Documentary revealing media censorship during 2 previous governments due on Friday
By Kim Se-jeong
A documentary revealing the censorship of public broadcasting companies by former Presidents Lee Myung-bak and Park Geun-hye is finally to be screened, Friday, after public broadcaster MBC tried to block it.
On Monday, a court in Seoul ruled against a request by five former and incumbent high-profile MBC executives, including former CEO Kim Jae-chul, that “Accomplices” should be banned. The five said the way the work portrayed them was derogatory and sued the production team, News Tapa, for defamation.
But the judge stated in his ruling: “What the documentary did was raise questions and criticisms about the plaintiffs. It’s different from defamation. Also, the plaintiffs had the chance to make their case against the work, but they chose not to do so and only sued the production company.”
In the documentary, MBC’s former CEO Kim was criticized for failing to live up to the expectations of the people as head of a public TV outlet, instead serving the interest of the two former presidents as a tool to manipulate public opinion. The documentary has a scene where the former MBC CEO refuses to give an interview to the documentary production team, which Kim complained portrayed him as a fugitive.

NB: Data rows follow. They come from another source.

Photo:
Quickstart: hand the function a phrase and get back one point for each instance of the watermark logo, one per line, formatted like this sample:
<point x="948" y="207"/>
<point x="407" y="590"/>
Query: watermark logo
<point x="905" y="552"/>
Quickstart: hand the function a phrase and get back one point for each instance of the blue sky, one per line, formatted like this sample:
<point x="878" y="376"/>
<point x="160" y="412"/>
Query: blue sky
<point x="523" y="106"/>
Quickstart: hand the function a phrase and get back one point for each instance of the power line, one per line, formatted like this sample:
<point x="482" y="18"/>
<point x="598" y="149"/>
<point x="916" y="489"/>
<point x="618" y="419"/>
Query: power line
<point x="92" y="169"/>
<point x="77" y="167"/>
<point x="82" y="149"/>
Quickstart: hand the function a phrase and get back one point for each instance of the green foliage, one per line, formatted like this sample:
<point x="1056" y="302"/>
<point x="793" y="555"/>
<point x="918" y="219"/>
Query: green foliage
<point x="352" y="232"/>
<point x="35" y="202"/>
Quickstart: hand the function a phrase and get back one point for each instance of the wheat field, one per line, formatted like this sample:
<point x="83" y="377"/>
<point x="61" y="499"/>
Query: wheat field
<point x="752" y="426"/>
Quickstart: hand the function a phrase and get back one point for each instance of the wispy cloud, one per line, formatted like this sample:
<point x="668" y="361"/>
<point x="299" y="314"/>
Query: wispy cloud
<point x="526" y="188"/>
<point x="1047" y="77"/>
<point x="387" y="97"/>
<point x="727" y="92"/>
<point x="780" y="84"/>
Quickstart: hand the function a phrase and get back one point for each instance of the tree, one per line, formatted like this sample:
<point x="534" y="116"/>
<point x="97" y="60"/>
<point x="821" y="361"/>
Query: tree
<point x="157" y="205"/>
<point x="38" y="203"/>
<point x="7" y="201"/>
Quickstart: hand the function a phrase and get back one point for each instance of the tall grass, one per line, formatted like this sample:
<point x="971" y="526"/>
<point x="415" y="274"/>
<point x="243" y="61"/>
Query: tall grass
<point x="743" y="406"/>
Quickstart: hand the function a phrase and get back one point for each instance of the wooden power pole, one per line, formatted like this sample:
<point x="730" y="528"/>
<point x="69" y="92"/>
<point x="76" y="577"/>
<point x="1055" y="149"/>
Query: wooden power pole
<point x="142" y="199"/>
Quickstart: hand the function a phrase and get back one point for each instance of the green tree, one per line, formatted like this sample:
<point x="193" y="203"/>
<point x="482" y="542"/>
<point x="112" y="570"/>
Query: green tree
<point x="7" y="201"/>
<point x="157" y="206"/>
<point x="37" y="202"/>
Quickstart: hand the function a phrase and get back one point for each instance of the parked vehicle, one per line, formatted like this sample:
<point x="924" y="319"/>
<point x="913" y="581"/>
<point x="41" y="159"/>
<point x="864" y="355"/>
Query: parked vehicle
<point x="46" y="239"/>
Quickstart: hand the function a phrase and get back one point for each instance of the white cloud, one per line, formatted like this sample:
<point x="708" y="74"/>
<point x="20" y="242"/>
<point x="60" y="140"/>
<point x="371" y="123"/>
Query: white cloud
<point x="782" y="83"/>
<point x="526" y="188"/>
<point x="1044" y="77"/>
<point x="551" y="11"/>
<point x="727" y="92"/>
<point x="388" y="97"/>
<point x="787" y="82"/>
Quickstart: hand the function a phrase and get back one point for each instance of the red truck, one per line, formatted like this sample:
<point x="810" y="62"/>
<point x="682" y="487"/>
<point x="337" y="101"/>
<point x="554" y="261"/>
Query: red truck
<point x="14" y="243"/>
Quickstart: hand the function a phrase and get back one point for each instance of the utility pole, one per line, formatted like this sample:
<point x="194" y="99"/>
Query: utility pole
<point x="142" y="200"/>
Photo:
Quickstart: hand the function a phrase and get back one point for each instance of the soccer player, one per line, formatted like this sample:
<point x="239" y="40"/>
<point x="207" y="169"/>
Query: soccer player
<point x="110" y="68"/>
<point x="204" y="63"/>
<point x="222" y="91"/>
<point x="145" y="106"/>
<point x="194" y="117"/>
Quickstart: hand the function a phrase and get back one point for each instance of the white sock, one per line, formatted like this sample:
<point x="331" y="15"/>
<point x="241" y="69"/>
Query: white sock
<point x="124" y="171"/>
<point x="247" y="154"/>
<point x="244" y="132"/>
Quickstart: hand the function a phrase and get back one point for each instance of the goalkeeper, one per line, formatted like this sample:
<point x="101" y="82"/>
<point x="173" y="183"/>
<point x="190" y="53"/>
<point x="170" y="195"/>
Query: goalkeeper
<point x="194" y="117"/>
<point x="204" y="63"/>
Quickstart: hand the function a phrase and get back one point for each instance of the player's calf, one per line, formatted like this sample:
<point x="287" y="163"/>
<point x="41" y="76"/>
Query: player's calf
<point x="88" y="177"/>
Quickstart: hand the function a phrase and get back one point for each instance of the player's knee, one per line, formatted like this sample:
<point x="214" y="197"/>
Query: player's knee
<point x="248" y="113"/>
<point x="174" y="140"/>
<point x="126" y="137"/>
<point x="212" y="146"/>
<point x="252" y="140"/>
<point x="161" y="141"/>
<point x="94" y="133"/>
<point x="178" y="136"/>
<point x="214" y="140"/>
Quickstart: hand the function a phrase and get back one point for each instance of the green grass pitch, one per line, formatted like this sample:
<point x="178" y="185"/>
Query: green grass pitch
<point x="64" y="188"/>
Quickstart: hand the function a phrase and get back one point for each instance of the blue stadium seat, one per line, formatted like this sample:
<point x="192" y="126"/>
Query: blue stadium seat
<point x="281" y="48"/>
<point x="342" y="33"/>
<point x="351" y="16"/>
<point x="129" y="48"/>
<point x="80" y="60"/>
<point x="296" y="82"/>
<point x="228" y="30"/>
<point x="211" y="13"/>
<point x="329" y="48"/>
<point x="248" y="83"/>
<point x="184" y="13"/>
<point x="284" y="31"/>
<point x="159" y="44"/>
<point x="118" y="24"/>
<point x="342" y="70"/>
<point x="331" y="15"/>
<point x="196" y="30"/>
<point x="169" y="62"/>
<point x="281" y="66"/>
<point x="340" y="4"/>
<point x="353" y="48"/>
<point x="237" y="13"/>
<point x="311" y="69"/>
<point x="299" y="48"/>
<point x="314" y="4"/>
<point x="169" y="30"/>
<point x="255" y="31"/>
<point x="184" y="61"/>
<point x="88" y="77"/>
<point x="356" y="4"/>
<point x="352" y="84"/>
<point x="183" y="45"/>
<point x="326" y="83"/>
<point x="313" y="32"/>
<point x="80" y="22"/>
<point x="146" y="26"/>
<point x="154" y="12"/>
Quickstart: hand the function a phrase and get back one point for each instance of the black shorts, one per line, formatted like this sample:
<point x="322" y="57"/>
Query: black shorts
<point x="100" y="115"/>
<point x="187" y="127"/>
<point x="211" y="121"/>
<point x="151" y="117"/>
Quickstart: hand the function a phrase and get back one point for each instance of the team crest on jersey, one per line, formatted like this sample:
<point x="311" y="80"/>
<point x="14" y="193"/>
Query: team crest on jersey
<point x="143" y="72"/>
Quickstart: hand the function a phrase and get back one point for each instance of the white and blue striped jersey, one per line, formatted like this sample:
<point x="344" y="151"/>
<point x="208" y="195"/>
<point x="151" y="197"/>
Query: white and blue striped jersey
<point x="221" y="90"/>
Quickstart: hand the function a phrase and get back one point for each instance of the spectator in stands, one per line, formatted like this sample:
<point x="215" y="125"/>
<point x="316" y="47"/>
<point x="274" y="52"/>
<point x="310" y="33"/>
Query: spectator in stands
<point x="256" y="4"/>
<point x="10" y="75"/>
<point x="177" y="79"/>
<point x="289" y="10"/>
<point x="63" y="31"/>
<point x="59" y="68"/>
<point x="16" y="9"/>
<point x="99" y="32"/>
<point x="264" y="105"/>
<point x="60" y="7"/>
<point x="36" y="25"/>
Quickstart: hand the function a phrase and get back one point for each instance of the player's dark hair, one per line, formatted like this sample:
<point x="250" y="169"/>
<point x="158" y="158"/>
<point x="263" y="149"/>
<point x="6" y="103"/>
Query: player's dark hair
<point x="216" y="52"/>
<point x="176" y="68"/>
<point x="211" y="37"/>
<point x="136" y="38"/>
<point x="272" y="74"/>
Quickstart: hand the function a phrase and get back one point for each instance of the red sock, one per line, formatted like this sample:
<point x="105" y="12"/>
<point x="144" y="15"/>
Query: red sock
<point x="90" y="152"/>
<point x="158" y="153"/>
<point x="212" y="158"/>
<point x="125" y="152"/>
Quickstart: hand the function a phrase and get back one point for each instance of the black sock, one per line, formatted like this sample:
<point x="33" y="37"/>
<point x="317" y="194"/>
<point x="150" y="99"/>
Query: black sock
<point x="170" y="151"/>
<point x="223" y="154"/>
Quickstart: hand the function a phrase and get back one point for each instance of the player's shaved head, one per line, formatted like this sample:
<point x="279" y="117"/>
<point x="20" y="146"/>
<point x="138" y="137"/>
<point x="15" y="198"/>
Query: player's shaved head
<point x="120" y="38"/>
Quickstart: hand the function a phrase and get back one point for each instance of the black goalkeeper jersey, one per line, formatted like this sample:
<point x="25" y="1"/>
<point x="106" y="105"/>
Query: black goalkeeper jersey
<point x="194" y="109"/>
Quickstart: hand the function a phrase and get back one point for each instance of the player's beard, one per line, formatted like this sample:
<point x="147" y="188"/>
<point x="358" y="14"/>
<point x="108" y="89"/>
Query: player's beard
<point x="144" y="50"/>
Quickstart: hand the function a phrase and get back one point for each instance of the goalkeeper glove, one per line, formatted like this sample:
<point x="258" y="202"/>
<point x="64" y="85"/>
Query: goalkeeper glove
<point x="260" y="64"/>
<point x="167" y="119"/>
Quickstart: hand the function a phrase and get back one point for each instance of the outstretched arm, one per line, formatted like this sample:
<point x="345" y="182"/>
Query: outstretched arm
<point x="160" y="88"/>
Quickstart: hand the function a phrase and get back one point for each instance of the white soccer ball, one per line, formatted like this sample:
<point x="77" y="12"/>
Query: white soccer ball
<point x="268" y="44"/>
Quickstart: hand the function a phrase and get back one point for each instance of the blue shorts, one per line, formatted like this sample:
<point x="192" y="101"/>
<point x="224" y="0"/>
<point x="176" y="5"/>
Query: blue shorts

The judge also said, “The plaintiffs, as leaders of the public broadcasting company, are not private persons. Their actions and whereabouts are the subject of public interest and there is nothing wrong with the way the documentary team filmed them.”
Media censorship was common under the two previous conservative presidents. A case in point was KBS which was pressured by Cheong Wa Dae after the ferry Sewol disaster on April 16, 2014, to give less priority to the coverage of the incident which took more than 300 lives.
News Tapa is led by fired former MBC producer Choi Seung-ho. He’s also known for his previous work, “Confession,” another documentary telling the accounts of North Koreans and South Koreans falsely prosecuted for being North Korean spies or North Korean supporters in plots by the National Intelligence Service.
Almost 200 theaters across the country will screen the documentary.